Deep Learning CV Modeling

Train and deploy a Tensorflow model to detect Oil & Gas well pads in the Permian Basin

In this video and article, we’ll go over one of the more in-depth examples we provide in Workbench: a deep learning model using a GPU server.

Deep Learning CV Example

In this deep learning example, we will detect oil and gas well pads in the Permian Basin. The notebook takes us through training a model on image chips generated from our platform, validating that model, and deploying it over a large area. Running this entire example can take around 30 minutes using a GPU, but much longer using a CPU. Let’s start up Workbench with a GPU server.

If you are already have a CPU server running you can stop your session and restart with a GPU server by going to File > Hub Control Panel > Stop My Server > Start My Server > Launch Server.

To start a GPU-enabled server, we’ll choose the second option in this list of server options. This will take a bit longer to start than a CPU server as we corral the resources you need behind the scenes.

Now that we have a GPU-enabled Workbench instance, let’s take a look at the Deep Learning CV example in /example_notebooks/examples/05_deep_learning_cv.

deep-learning-1You should see three supporting files: two Python modules containing additional code and a GeoJSON file of hand-drawn polygons around well pads. Back in the notebook, these first few cells import all the necessary packages—including the two modules defined in the extra Python files—load the GeoJSON training data, and visualize them using Workflows.



Next, we will generate the training data from that GeoJSON. The file contains the function that generates binary training images using the Scenes API. 

As the notebook states, this step will take 10-20 minutes to run.

Once the training data has been generated, let’s look at an example. The training data is stored as a TFRecords file, so we define a parsing function for that file and visualize the imagery and the binary image with the well pads rendered in yellow.


Model & Training

Next, we build a UNet classifier and compile it with the Adam optimizer. We also divide the samples into training and validation sets before fitting the model. The training step for this model takes about 1.5 minutes on the Workbench GPU. Once trained, we save the model to the local filesystem, zip it up, and then upload it to DL’s Storage service. There, the trained model can be accessed from other systems using your user’s credentials.


After reviewing the model’s training history, let’s test the model out on some imagery. We define a few functions to load the model from Storage and predict over a Tile, a specific type of AOI.

There are a few ways to define a tile, documented under the Scenes API. Here, we are defining a 128x128 pixel, 10-meter resolution area from a latitude and longitude pair.

Passing the key of this tile into the predict_image function we defined will retrieve imagery over the Tile and predict on it. The next cell shows this output.


Deploy & Collect Results

Next we’ll make a Catalog product for the output of our model. We will output data with one layer, the probability of the pixel being a well pad.

To learn how to create a new Catalog product see "Managing Products" in Introduction to the Catalog API.

Now, we want to deploy this model on a large AOI. The AOI itself will be subdivided into small Tiles. Each unit of work will take in one Tile, predict on the imagery that falls within that Tile, and upload the result to our Catalog Product. The function to do so, predict_wellpads, performs all of this work using the Scenes and Catalog APIs. After testing the function we see that it generates the expected output, and also has uploaded the image to the Catalog.
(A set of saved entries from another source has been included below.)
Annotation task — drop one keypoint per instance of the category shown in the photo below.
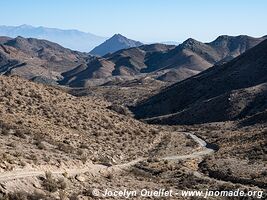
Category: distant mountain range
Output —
(163, 62)
(229, 91)
(113, 44)
(45, 61)
(37, 59)
(72, 39)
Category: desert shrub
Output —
(49, 183)
(52, 185)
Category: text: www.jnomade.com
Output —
(171, 193)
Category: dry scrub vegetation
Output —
(45, 128)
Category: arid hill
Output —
(113, 44)
(32, 58)
(166, 63)
(224, 92)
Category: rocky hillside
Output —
(166, 63)
(228, 91)
(31, 58)
(113, 44)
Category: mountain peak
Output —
(115, 43)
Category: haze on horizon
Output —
(149, 21)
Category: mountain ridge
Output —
(174, 104)
(69, 38)
(113, 44)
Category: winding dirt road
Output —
(99, 169)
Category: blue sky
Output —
(144, 20)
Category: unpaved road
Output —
(98, 168)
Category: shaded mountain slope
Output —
(126, 62)
(213, 91)
(113, 44)
(172, 63)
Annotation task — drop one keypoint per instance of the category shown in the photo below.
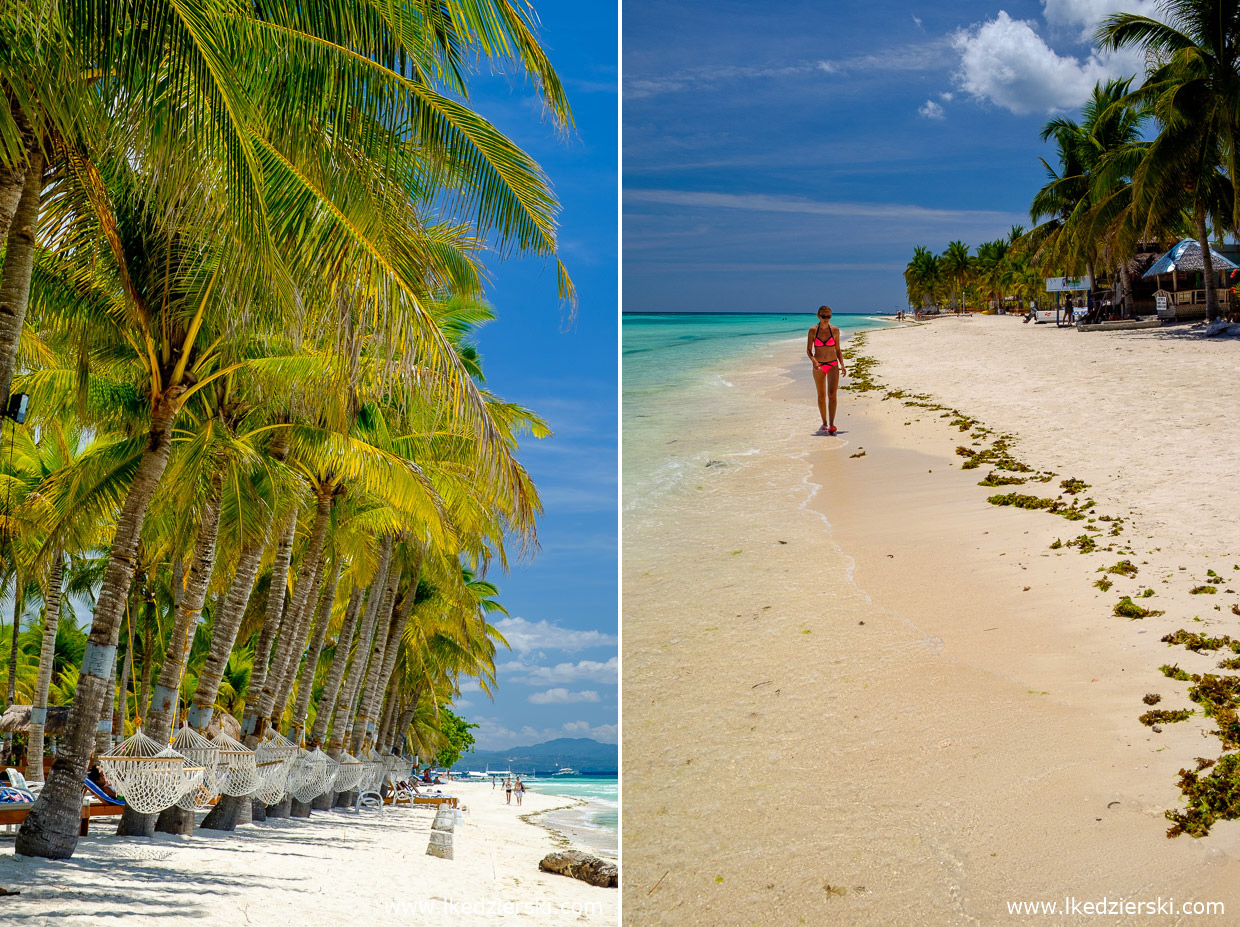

def predict_wellpads(dltile_key, catalog_pid, upload=True):
import descarteslabs as dl

tile = dl.scenes.DLTile.from_key(dltile_key)

im, pred, meta = predict_image(dltile_key)

# Upload result to Catalog
if upload:
print("Upload to catalog {}".format(catalog_pid))
catalog = dl.Catalog()
return pred

Our scalable computing environment, Tasks, is an easy way to scale any Python code you write in a parallel fashion. When you call tasks.create_function, the returned object is itself a function that submits work to the Tasks API. This new function—here called async_predict—takes the same arguments as the one you defined in the notebook, but the actual work is done within an HPC cluster hosted by DL. In this case, we will limit the number of workers to 10, but you do not typically need to specify a limit.

tasks = dl.Tasks()
async_predict = tasks.create_function(

Now, we define an AOI, split the AOI into Tiles, and visualize it with Workflows.


Finally, we will submit all of this work to Tasks by calling async_predict for each tile in our list. DL Monitor is used to monitor the progress of your Tasks. We have 66 tiles over our AOI, so we see that 66 tasks were submitted. After the image used to process these Tasks is finished building, the number of active workers will increase from 0 and begin computing the Tasks in parallel.

Once the Tasks are finished, 66 images have been added to your Catalog Product. The last step of this notebook visualizes the results.